BatchNorm fixes this by normalizing each layer’s inputs to zero mean and unit variance, then learning
a scale (γ) and shift (β) per feature.
Train vs. Eval Mode
During training, BatchNorm uses per-batch statistics. During inference, it uses exponentially smoothed running statistics accumulated during training. Forgetting to switch to eval mode (model.eval()) is a common source of inference bugs — your model uses noisy batch stats instead of stable running stats.

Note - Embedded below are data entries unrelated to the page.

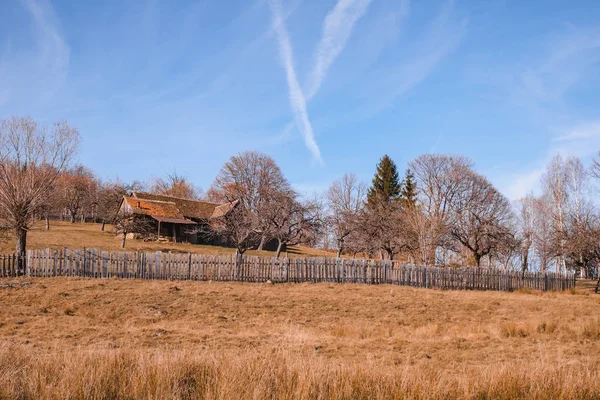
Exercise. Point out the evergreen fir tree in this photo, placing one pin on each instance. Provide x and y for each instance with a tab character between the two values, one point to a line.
408	195
386	186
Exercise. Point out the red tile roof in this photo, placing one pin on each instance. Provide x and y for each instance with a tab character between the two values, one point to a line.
195	209
153	208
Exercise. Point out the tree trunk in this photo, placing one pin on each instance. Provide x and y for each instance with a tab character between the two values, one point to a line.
20	249
263	240
279	246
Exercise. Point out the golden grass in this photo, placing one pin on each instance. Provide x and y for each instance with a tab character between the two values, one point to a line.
89	235
78	338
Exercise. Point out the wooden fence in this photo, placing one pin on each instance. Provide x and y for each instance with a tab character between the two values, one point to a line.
94	263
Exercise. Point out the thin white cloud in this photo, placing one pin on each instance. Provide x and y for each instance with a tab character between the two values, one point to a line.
583	131
297	99
337	29
581	141
33	74
522	184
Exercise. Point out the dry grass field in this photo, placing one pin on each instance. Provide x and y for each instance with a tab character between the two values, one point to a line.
89	235
80	338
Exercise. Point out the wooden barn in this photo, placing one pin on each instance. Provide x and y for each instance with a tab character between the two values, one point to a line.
175	219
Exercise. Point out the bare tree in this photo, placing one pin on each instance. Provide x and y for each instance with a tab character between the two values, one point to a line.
128	223
555	186
479	217
110	196
76	190
176	185
439	179
543	234
31	158
526	229
381	228
294	221
237	227
345	201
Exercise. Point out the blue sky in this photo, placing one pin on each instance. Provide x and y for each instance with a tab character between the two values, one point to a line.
324	87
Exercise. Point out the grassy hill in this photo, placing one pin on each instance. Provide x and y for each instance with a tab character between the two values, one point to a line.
118	338
89	235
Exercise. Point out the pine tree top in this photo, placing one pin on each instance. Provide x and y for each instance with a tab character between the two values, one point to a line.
408	194
386	187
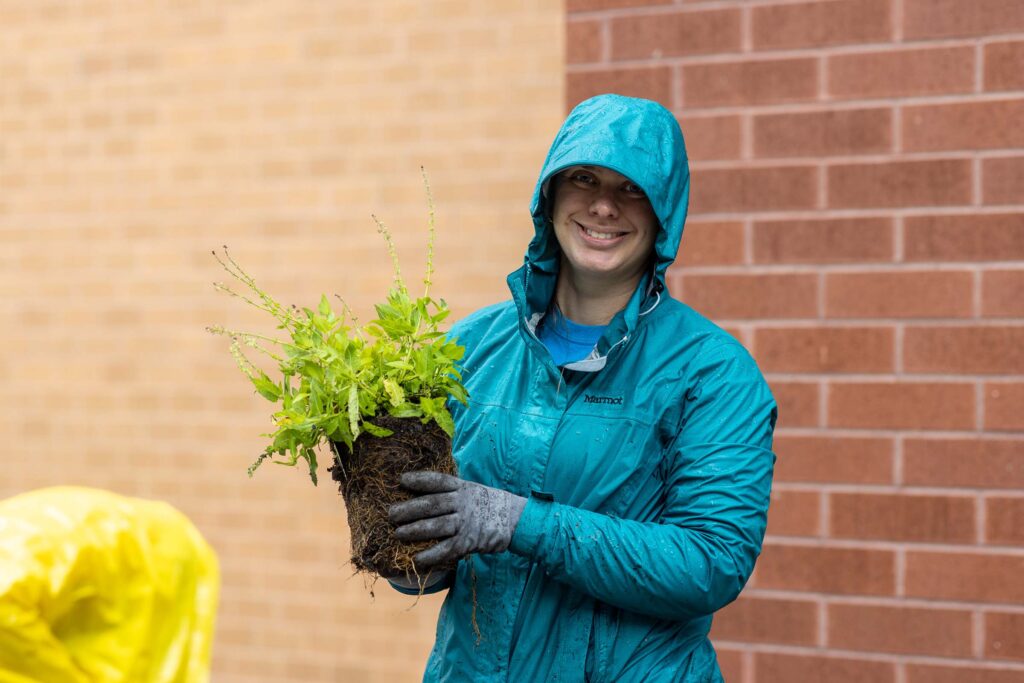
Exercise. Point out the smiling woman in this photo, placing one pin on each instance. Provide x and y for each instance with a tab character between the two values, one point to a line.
605	227
614	455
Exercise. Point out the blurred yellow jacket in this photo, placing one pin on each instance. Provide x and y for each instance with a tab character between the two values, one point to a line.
98	588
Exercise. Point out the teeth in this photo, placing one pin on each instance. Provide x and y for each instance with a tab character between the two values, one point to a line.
599	236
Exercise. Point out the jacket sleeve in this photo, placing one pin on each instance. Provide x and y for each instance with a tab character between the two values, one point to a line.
698	555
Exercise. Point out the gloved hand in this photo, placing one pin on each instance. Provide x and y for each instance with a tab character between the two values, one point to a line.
464	517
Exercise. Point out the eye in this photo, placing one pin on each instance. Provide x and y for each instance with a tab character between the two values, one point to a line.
633	189
582	177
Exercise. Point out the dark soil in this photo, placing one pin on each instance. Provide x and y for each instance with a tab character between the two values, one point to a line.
369	480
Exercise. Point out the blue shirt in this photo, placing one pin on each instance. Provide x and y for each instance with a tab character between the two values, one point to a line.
566	340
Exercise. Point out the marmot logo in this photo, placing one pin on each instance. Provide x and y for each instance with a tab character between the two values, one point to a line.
610	400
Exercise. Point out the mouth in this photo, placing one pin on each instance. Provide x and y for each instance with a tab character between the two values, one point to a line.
599	237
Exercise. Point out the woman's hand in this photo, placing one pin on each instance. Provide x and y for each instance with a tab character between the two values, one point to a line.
465	517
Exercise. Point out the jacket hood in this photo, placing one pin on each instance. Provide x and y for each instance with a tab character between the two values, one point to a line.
639	138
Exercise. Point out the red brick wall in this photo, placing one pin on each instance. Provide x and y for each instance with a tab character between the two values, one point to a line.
857	220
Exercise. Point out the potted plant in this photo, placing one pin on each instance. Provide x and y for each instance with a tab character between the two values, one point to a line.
373	394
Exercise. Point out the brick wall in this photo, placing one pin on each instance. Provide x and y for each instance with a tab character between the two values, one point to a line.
858	222
135	137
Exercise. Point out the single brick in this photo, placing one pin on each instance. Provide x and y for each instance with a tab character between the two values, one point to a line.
596	5
899	294
1005	520
648	82
834	459
798	403
712	243
832	349
677	34
796	668
836	132
944	18
750	83
767	621
901	404
914	518
900	73
794	512
1003	178
1005	636
972	350
1005	406
954	673
825	569
823	241
977	238
972	577
1004	69
901	183
820	24
735	189
963	126
711	137
752	296
901	630
584	41
990	463
1003	293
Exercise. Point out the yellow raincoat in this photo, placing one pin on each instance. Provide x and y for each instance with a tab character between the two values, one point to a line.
97	588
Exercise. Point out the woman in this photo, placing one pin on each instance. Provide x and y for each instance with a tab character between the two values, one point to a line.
615	454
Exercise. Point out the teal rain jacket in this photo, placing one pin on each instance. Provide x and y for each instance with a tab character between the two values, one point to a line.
647	465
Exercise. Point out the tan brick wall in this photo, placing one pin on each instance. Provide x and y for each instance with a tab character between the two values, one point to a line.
135	137
858	221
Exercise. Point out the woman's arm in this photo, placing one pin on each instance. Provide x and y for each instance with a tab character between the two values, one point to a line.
700	553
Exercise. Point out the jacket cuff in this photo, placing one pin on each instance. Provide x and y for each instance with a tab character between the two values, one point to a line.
532	526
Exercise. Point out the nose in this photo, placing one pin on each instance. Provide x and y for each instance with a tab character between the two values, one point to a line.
604	206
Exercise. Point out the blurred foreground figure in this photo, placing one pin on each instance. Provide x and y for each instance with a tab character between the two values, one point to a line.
97	588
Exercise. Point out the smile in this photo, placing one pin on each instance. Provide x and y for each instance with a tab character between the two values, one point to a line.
597	236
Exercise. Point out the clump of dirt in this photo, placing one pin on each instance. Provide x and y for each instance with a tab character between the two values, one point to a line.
369	480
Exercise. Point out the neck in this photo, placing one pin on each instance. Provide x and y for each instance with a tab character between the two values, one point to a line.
589	300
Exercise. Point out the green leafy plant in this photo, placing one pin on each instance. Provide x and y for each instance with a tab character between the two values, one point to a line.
336	376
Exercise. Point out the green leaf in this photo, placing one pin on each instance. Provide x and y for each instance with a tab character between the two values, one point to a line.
265	387
375	430
353	410
443	420
394	392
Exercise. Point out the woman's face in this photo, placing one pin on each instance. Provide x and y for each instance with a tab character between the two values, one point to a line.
604	223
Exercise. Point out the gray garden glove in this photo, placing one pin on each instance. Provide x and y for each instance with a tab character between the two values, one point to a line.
465	517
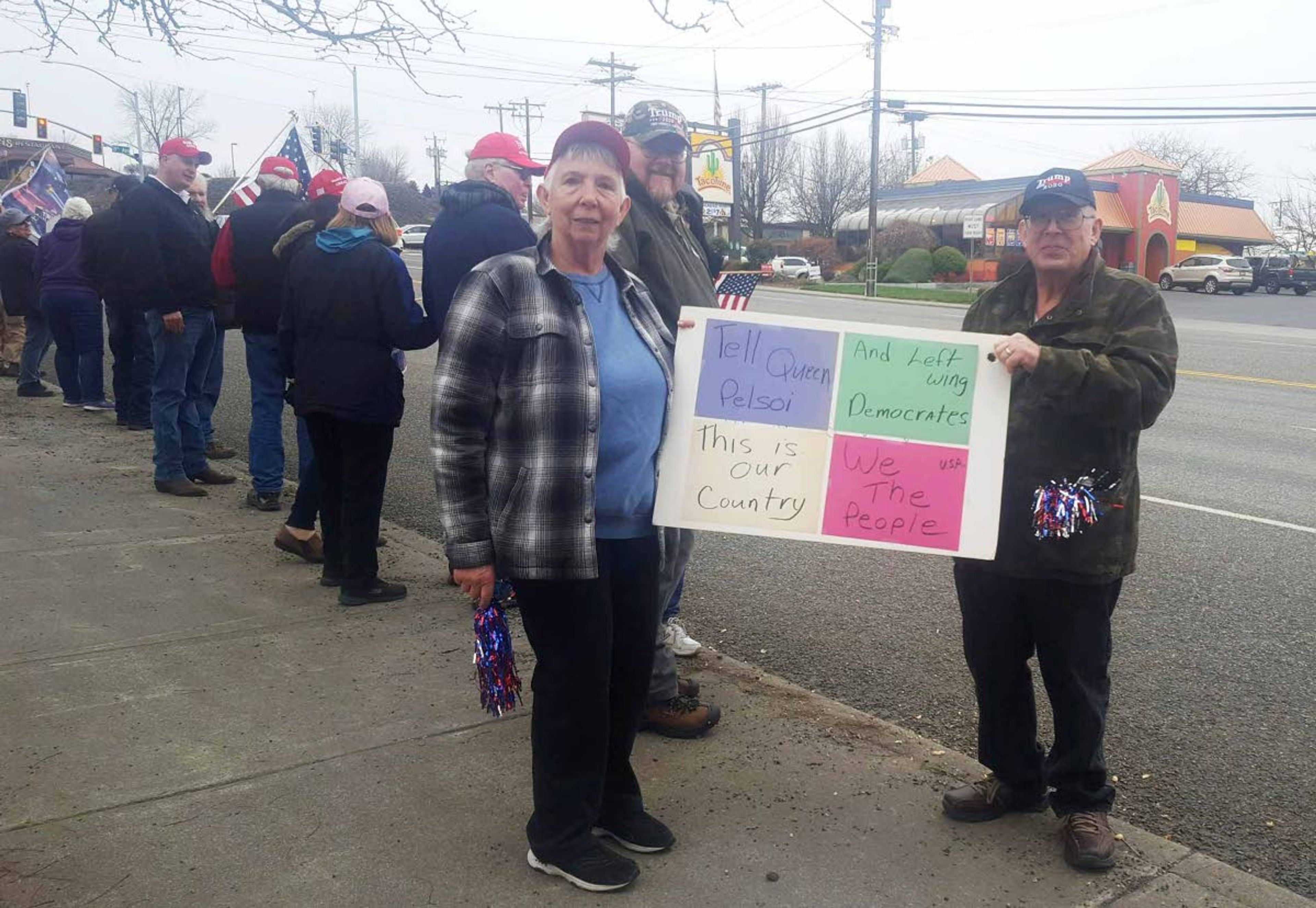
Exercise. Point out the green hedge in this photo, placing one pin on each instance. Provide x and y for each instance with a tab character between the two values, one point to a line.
913	268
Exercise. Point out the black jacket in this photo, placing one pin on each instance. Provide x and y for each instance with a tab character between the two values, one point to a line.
105	257
344	314
17	282
478	222
260	278
169	249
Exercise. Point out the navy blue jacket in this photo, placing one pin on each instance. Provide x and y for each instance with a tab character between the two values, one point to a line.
478	222
349	302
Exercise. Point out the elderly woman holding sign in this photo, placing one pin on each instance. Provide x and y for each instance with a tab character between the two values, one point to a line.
551	403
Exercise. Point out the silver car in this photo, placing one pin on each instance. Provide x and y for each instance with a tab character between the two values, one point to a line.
1210	274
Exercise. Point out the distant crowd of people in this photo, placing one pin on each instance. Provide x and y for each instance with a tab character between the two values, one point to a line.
552	394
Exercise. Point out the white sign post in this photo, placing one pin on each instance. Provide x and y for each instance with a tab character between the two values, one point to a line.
836	432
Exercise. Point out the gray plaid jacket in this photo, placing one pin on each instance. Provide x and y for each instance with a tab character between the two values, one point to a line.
516	411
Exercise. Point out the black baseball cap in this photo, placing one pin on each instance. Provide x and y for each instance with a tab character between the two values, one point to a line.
648	120
1059	183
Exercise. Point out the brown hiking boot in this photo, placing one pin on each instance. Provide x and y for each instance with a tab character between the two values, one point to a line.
989	799
1089	842
680	718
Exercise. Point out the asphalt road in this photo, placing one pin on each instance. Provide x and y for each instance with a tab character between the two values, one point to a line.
1214	716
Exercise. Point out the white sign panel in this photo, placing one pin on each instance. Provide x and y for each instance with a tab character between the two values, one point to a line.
836	432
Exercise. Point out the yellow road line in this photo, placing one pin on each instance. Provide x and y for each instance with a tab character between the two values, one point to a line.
1250	378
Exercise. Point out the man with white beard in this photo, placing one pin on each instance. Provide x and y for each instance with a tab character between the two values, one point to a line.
657	245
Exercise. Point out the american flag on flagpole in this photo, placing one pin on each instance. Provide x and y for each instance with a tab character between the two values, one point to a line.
248	193
733	290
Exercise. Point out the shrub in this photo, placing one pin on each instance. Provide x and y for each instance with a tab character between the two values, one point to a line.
758	253
913	268
899	236
948	260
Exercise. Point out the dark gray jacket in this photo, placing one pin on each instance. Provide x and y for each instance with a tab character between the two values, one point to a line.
657	247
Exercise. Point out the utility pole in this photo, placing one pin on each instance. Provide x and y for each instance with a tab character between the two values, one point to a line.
758	156
611	65
502	110
519	112
356	120
880	31
914	119
437	153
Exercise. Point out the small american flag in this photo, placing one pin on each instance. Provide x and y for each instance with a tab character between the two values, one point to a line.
248	193
733	289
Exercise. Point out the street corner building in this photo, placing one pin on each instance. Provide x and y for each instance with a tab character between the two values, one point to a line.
1147	222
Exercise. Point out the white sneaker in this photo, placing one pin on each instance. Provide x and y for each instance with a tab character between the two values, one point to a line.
680	643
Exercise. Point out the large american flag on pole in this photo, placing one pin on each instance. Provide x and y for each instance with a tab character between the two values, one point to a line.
248	193
733	289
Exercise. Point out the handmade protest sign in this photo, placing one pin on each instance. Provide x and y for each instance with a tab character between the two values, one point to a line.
836	432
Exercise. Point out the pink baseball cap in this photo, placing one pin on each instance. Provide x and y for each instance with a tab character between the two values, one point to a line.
365	198
185	148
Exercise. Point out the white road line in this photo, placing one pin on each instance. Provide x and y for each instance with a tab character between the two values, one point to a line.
1231	514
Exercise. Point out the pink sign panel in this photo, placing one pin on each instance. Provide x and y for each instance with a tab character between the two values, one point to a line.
894	491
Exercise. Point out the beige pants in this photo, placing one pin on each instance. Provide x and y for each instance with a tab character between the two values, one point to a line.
14	332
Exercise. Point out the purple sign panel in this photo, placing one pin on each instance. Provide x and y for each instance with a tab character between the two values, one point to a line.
766	374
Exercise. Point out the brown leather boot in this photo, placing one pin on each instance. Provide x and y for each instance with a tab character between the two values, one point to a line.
989	799
680	718
1089	842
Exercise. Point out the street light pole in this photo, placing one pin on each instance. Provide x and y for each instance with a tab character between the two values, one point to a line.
137	112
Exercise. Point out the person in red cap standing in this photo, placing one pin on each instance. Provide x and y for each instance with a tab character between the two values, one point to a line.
170	253
244	262
479	218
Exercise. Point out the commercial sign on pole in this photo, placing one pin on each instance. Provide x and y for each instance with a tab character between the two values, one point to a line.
711	168
836	432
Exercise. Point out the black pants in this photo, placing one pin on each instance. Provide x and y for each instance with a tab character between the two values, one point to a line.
594	649
135	364
1069	626
353	460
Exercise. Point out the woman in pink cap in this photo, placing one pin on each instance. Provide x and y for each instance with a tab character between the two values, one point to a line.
349	303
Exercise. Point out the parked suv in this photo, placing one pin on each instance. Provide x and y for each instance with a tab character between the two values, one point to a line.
1210	273
794	266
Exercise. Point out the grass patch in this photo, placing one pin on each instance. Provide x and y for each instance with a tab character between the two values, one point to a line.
898	293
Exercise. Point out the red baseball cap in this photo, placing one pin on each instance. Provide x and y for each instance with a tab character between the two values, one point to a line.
327	183
280	168
594	132
185	148
510	149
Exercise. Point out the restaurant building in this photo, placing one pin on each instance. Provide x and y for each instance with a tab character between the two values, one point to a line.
1147	223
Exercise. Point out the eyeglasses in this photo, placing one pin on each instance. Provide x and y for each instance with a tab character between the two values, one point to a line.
1067	220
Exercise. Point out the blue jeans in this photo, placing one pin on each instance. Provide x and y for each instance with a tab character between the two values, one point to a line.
265	440
33	351
135	365
77	324
211	393
181	366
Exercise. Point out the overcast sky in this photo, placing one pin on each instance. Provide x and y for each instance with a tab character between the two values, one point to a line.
1117	52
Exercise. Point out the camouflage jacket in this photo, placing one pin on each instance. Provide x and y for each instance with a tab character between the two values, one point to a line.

III. The Matrix — What Matters Today
DO FIRST
Implement BatchNorm1d from scratch. Insert it between linear layers in your MLP. Verify activations become centered.
DO IF TIME
Compare training curves with and without BatchNorm. Note the faster convergence and tolerance for higher learning rates.
DO CAREFULLY
Switch to eval mode and verify inference uses running stats. Confirm results differ from training mode batch stats.
AVOID TODAY
LayerNorm (that’s the Transformer variant, coming in Phase 2). Today is strictly BatchNorm.
V. Today’s Deliverables
- BatchNorm1d: Implement from scratch with gamma, beta, running_mean, running_var
- Integration: Add BatchNorm between each linear layer in the makemore MLP
- Histograms: Show activation distributions before and after BatchNorm
- Train vs. eval: Demonstrate the difference between batch stats and running stats
- Learning rate: Show that BatchNorm allows 2-5× higher learning rates
- Loss improvement: Achieve lower dev NLL than Day 10’s best model
BatchNorm1d implementation, before/after comparison, train vs eval mode, and running statistics convergence.